Conclude con la richiesta di accoglimento dell'appello, riforma della sentenza impugna e vittoria di spese.
Radicatosi il contraddittorio, si è costituito il Comune di Sestu, chiedendo il rigetto del gravame. La difesa dell'Ente rileva preliminarmente l'inammissibilità dell'appello per difetto di specificità dei motivi (limitandosi l'appellante a una mera riproposizione del ricorso introduttivo) e, nel merito, ribadisce la correttezza della decisione impugnata, evidenziando come la società non abbia mai documentato l'effettivo avvio a recupero/ smaltimento dei rifiuti prodotti.
Conclude con la richiesta di rigetto dell'appello, conferma della sentenza impugnata e vittoria di spese.
La causa è tenuta a decisione
MOTIVI DELLA DECISIONE
L'appello è infondato e deve essere respinto, per i seguenti motivi.
Occorre preliminarmente osservare che la sentenza di primo grado appare correttamente motivata e fondata su una precisa analisi delle risultanze documentali.
La CTP ha giustamente rilevato che il presupposto per l'esenzione o la riduzione della TARI non può fondarsi su una generica autodichiarazione di "non tassabilità" dell'intera superficie di vendita, ma richiede la prova rigorosa dell'effettivo trattamento dei rifiuti come speciali e della loro consegna a soggetti autorizzati. Nel caso di specie, Ricorrente_1 s.r.l. non ha assolto l'onere probatorio a suo carico. Come correttamente evidenziato dal Comune e confermato dai giudici di primo grado, la società non ha prodotto formulari di trasporto o contratti di smaltimento riferibili specificamente alle annualità 2017 e 2018 che attestino lo smaltimento in proprio di rifiuti non assimilati per l'intero compendio commerciale.
Inoltre, la tesi dell'Appellante — secondo cui la superficie di un negozio di vendita al dettaglio (ferramenta, arredo, bricolage) sarebbe totalmente esente perché produce solo imballaggi terziari — risulta giuridicamente insostenibile. La normativa prevede che l'esenzione operi solo per le aree dove si formano in via esclusiva rifiuti speciali non assimilati, mentre per le aree di vendita e i relativi magazzini permane la presunzione di produzione di rifiuti urbani o assimilati (imballaggi secondari, carta, plastica, ecc.) soggetti al tributo.
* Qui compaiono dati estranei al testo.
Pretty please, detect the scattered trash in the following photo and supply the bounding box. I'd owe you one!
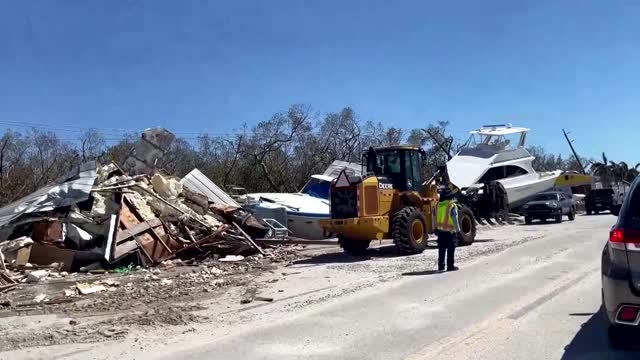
[33,294,47,303]
[219,255,244,262]
[27,270,49,283]
[76,283,107,295]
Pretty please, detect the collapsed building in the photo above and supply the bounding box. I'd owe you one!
[0,129,271,284]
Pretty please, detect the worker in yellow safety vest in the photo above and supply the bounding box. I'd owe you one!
[436,189,460,272]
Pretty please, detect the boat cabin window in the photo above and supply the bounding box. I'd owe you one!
[366,151,402,175]
[478,165,528,183]
[466,132,527,151]
[300,178,331,200]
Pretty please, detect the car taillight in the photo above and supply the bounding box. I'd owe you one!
[609,228,640,252]
[616,305,640,324]
[609,228,640,244]
[609,229,624,243]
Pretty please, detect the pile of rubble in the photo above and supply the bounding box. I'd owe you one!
[0,129,292,305]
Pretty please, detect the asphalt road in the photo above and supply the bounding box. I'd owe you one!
[161,215,640,360]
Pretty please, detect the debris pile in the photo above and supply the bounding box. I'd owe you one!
[0,129,269,290]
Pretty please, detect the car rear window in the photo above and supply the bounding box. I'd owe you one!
[590,189,613,195]
[625,187,640,221]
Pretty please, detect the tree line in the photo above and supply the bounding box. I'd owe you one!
[0,104,637,205]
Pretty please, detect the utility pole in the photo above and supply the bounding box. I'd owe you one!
[562,129,587,175]
[422,129,453,160]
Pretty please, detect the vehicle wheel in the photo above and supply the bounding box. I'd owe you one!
[393,206,429,254]
[611,205,621,216]
[607,325,634,350]
[338,235,371,256]
[458,206,476,246]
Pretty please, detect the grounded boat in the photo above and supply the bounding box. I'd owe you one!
[447,124,562,209]
[242,161,362,240]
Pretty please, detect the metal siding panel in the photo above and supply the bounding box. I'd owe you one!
[180,169,240,207]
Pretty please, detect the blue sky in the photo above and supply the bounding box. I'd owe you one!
[0,0,640,163]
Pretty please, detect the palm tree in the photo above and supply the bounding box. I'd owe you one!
[626,163,640,182]
[591,152,616,185]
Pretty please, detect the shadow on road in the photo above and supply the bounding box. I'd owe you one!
[402,270,442,276]
[562,311,640,360]
[294,244,430,265]
[473,239,496,243]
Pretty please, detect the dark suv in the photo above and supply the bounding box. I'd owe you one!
[522,191,576,224]
[584,189,615,215]
[602,178,640,347]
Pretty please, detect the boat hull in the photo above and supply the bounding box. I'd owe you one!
[500,173,559,209]
[287,211,332,240]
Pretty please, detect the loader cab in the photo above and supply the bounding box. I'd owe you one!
[362,146,426,192]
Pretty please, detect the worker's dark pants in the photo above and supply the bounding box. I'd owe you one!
[438,231,456,270]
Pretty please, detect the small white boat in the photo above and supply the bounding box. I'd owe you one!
[447,124,562,209]
[246,175,333,240]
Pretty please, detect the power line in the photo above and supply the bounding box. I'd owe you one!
[0,120,241,136]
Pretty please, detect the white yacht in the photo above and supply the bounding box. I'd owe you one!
[241,161,362,240]
[447,124,562,209]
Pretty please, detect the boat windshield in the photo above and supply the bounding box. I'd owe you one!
[534,194,558,201]
[300,178,331,200]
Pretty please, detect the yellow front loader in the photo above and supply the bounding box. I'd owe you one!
[320,146,475,255]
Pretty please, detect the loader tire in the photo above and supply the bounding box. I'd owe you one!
[393,206,429,254]
[458,206,476,246]
[338,235,371,256]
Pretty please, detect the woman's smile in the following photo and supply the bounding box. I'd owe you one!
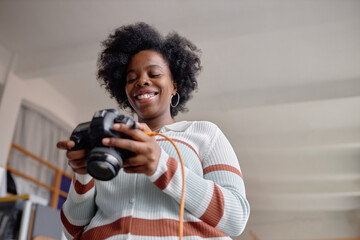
[125,50,177,122]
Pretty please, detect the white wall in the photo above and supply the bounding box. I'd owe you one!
[0,47,77,167]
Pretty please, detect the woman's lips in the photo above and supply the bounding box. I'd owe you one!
[135,93,156,100]
[135,92,158,102]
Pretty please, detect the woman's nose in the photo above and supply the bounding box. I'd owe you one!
[136,76,150,87]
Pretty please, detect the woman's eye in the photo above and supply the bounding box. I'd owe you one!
[126,77,136,83]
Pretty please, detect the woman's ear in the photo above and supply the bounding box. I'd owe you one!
[172,82,177,96]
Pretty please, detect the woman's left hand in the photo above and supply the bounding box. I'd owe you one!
[102,123,161,176]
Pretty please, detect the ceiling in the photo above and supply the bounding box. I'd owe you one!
[0,0,360,238]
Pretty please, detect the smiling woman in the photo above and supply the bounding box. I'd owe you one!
[58,23,250,240]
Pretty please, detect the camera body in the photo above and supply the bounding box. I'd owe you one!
[70,109,136,181]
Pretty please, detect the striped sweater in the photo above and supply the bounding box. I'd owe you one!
[60,121,250,240]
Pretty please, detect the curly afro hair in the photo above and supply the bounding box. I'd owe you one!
[97,22,201,117]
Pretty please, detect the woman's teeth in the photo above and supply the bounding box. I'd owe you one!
[137,93,154,99]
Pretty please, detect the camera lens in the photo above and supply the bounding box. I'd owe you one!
[86,147,123,181]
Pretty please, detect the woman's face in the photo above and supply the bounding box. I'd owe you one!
[125,50,177,120]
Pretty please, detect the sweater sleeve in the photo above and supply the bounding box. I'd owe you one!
[60,173,96,239]
[150,123,250,236]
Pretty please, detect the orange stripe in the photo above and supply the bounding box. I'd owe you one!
[81,216,226,239]
[156,138,202,164]
[204,164,243,178]
[154,157,178,190]
[73,174,95,194]
[60,208,84,239]
[200,184,224,227]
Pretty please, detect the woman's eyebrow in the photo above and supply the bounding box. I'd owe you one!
[146,64,162,69]
[126,69,135,75]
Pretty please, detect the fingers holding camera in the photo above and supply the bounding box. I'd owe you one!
[102,134,161,176]
[66,149,87,174]
[56,140,75,150]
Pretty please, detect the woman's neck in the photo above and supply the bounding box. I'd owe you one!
[139,117,175,132]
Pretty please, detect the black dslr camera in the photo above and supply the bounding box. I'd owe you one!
[70,109,136,181]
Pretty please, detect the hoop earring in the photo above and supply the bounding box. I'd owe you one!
[170,92,180,107]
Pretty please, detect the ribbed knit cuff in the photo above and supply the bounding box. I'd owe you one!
[75,173,93,185]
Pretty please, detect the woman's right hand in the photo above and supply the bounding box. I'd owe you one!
[56,140,87,174]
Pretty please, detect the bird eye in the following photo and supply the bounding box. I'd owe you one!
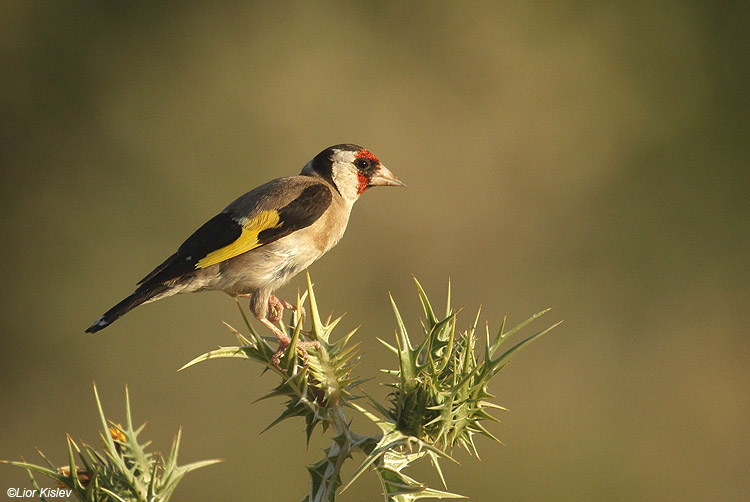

Per quanto sopra, Lle censure mosse dall'Appellante non scalfiscono l'iter logico-giuridico della sentenza di primo grado, risolvendosi in una mera riproposizione delle tesi già correttamente disattese. Ne consegue la conferma integrale della decisione impugnata.
Le spese del presente grado seguono la soccombenza e sono liquidate come in dispositivo.
P.Q.M.
La Corte di Giustizia Tributaria di secondo grado della Sardegna, ogni contraria istanza, eccezione e deduzione disattesa, rigetta l'appello, conferma la sentenza impugnata e condanna l'appellante al pagamento delle spese di lite in favore del Comune di Sestu, che liquida in complessivi € 2.000,00, oltre rimborso spese forfettarie, IVA e CPA come per legge.